I’ve never in my whole life seen a guy without a shirt on, except for really little kids or from a distance on the beach, when I’ve been too afraid to look for fear of getting in trouble.
Now I can’t stop staring. The moonlight just touches his shoulder blades so they glow slightly, like wing tips, like pictures of angels I’ve seen in textbooks. He’s thin but muscular, too: When he moves I can make out the lines of his arms and chest, so strangely, incredibly, beautifully different from a girl’s, a body that makes me think of running and being outside, of warmth and sweating. Heat starts beating through me, a thrumming feeling like a thousand tiny birds have been released in my chest. I’m not sure if it’s from the bleeding, but the room feels like it’s spinning so fast we’re in danger of flying out of it, both of us, getting thrown out into the night. Before, Alex seemed far away. Now the room is full of him: He is so close I can’t breathe, can’t move or speak or think. Every time he brushes me with his fingers, time seems to teeter for a second, like it is in danger of dissolving. The whole world is dissolving, I decide, except for us. Us.

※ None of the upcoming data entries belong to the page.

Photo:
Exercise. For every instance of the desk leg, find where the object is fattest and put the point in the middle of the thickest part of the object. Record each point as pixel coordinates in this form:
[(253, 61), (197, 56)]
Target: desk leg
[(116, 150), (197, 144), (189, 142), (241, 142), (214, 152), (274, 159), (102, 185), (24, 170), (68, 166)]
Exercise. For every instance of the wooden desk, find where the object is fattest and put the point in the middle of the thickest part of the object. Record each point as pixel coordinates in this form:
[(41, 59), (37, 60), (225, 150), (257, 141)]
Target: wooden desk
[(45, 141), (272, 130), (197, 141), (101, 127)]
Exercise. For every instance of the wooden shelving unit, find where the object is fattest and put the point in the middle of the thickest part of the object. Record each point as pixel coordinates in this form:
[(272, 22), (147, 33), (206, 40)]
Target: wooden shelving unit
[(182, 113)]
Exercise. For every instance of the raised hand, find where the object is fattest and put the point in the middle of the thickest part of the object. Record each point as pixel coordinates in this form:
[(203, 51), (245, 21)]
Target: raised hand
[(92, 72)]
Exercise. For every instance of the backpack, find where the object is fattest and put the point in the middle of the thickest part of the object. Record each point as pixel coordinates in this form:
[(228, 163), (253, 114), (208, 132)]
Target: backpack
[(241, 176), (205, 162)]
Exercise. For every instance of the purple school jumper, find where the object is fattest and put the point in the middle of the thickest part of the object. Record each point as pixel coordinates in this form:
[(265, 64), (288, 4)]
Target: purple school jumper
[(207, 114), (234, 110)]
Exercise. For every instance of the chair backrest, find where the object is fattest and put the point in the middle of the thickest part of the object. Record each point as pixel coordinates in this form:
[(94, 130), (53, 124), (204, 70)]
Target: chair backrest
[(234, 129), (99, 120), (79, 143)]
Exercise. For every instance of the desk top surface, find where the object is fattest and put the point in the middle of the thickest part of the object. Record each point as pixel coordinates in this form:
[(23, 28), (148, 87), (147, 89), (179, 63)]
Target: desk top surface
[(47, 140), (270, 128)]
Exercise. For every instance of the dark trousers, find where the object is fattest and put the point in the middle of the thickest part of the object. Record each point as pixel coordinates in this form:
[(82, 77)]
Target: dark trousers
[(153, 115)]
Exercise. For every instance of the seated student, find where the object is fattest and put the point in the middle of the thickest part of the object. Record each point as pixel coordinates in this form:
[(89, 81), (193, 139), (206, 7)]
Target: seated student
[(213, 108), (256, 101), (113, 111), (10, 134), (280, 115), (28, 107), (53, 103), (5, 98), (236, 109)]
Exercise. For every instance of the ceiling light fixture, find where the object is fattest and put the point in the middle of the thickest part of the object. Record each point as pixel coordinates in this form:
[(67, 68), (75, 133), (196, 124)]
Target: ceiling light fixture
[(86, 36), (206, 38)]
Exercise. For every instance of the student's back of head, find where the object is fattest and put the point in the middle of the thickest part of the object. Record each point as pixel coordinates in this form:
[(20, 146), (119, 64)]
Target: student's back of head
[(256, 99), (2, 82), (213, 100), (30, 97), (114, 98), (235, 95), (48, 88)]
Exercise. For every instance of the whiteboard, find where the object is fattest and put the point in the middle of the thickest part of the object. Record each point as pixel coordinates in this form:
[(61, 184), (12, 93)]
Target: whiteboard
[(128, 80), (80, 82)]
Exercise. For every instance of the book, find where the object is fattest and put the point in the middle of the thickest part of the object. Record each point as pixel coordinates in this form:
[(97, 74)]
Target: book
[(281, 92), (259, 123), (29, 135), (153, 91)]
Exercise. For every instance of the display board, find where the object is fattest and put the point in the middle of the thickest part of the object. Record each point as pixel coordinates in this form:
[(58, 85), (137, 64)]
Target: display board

“Hey.” He reaches out and touches my shoulder, just for a second, but in that second my body shrinks down to that single point of pressure under his hand, and glows with warmth. I’ve never felt like this, so calm and peaceful. Maybe I’m dying. The idea doesn’t really upset me, for some reason. In fact, it seems kind of funny. “You okay?”
“Fine.” I start to giggle softly. “You’re naked.”
“What?” Even in the dark I can tell he’s squinting at me.
“I’ve never seen a boy like—like that. With no shirt on. Not up close.”
He begins wrapping the shredded T-shirt around my leg carefully, tying it tight. “The dog got you good,” he says. “But this should stop the bleeding.”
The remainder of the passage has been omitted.